Так один фаворит-немец, на зло и продолжительные бедствия своему новому отечеству, спасал от гибели другого немца. Можно положительно сказать, что, не явись Монс заступником, Бирон, раз ставши на дорогу беспутства и разврата, сгинул бы в прусских тюрьмах.
Мы бы крайне утомили наших читателей, если бы повели их за спасителем Бирона во всех его переездах при государыне Екатерине Алексеевне в 1721, 1722 и 1723 годах; не для чего заходить нам и в ассамблеи, становиться в маскарадные процессии, приглядываться на пирах к стоящим за стульями высоких персон камер-юнкерам и к денщикам, чтоб отличить в их числе сияющего довольством, счастием, красотой, вечно франтоватого Монса. Мы не займем места ни в одном из богато убранных бауров, длинной лентой вытягивающихся к Катерингофу: то увеселительная прогулка; будьте уверены, что в ней участвует Монс. Вот он стоит на речном судне, сзади величественной своей патроны; полюбуйтесь, каким стройным щеголем выглядывает он: кафтан дорогого бархата с серебряными пуговицами обхватывает стройный стан камер-юнкера; кафтан оторочен позументом; серебряная лента заменяет пояс; на ногах шелковые чулки и башмаки с дорогими пряжками; под кафтаном жилет блестящей парчи, на голове щегольски наброшена пуховая шляпа с плюмажем; все это с иголочки, все это прибрано со вкусом…

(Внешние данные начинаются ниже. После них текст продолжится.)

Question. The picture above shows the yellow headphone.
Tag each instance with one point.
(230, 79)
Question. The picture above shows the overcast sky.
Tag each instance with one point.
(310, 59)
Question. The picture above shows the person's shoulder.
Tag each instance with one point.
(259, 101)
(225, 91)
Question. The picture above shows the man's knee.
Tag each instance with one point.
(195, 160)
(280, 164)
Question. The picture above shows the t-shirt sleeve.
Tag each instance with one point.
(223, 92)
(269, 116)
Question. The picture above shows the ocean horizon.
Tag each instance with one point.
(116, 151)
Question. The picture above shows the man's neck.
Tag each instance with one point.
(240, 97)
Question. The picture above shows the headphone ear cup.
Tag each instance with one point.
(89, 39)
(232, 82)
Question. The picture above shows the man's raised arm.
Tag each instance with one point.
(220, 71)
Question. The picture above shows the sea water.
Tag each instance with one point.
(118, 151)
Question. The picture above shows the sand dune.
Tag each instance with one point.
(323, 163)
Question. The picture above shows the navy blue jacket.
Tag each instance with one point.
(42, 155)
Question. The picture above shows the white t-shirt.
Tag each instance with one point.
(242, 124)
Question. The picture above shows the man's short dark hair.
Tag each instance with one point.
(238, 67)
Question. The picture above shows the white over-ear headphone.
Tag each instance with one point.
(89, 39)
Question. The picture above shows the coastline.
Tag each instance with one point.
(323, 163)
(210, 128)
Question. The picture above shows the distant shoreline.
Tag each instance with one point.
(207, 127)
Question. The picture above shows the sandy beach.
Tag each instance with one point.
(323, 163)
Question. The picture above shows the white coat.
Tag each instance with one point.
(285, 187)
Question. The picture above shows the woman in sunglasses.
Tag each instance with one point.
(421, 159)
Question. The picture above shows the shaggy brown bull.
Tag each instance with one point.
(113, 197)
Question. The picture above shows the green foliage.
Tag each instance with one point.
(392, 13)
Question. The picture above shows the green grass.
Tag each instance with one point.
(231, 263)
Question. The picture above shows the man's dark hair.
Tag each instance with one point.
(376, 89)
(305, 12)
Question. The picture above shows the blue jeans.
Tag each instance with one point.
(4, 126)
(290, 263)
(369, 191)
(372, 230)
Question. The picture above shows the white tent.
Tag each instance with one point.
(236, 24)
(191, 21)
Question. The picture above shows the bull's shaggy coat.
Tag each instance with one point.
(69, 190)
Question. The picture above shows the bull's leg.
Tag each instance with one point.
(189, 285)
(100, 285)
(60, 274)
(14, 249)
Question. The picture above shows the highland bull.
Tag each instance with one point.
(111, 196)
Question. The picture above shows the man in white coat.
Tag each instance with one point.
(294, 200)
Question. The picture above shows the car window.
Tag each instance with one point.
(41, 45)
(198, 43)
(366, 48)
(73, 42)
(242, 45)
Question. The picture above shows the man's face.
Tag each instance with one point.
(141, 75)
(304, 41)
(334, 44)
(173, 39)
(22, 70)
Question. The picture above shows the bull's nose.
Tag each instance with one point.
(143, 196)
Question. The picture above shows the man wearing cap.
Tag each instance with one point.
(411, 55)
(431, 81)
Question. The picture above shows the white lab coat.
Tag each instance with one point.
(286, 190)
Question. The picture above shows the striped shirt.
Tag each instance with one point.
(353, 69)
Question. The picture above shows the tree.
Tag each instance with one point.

Речное катанье сменяется прогулкой в «огороде», т. е. в Летнем саду. Вот близ романического грота, в тени аллей Летнего сада, музыканты маленького, невзрачного и вечно веселого, т. е. навеселе, герцога Голштинского услаждают слух высшего общества; слушает и Катерина; она милостиво протягивает руку к Монсу и кладет туда несколько червонцев — то награда музыкантам. Монс несет, по ее поручению, кубок венгерского к тому или другому из гостей; Монс доносит ей, в каком расположении духа государь, где он сидит, с кем беседует, куда отправляется; волей-неволей Монс всегда и везде при «великом светиле», к которому он, говоря его стихотворением: «воспылал любовью, меж тем как должен был только его уважать».
Есть ли фактические, документальные, свидетельства об этой любви?
Таких свидетельств нет; но что Монс бесспорно владел в это время сердцем Катерины Алексеевны, об этом можно судить из того необыкновенного значения, какое получил он при ее дворе. Это значение, власть и сила сознавались уже всеми не только знатными придворными, но даже последними из дворцовых служителей и служительниц; все как нельзя лучше видели источник этой силы: он заключался в любви к нему Екатерины.
Переберем ворох писем к Виллиму Ивановичу за эти годы, и мы в шумихе льстивых заверений в дружбе, любви и уважении к Монсу — не только со стороны «птенчиков», но уже со стороны крупных «птенцов» Петра — найдем несомненное доказательство, что все эти заверения, обещания, наконец, взятки не могли расточаться обыкновенному любимцу: то был уже настоящий фаворит, владевший не только сердцем, но и волей своей обожательницы.
Общий характер почти двух с половиною сотен писем, полученных Монсом за три года (1721–1723) и дошедших до нас, — это необыкновенное пред ним унижение просителей. Унижение слышно в тоне просьбы, видно в подписи, в обращениях: истопники, дворцовые конюхи, лакеи, посадские люди, торговые гости, иноземцы, фабриканты, помещики, помещицы, люди служилые, чиновники, дьяки, армии и гвардии офицеры, священники, архимандриты, архиереи, губернаторы, резиденты и полномочные русские послы при разных дворах, наконец, высшие государственные чины и представители знатнейших русских княжеских фамилий — все эти лица столь различных степеней по происхождению, богатству и образованию не стыдились (платя дань своему времени) льстить и принижаться пред любимцем.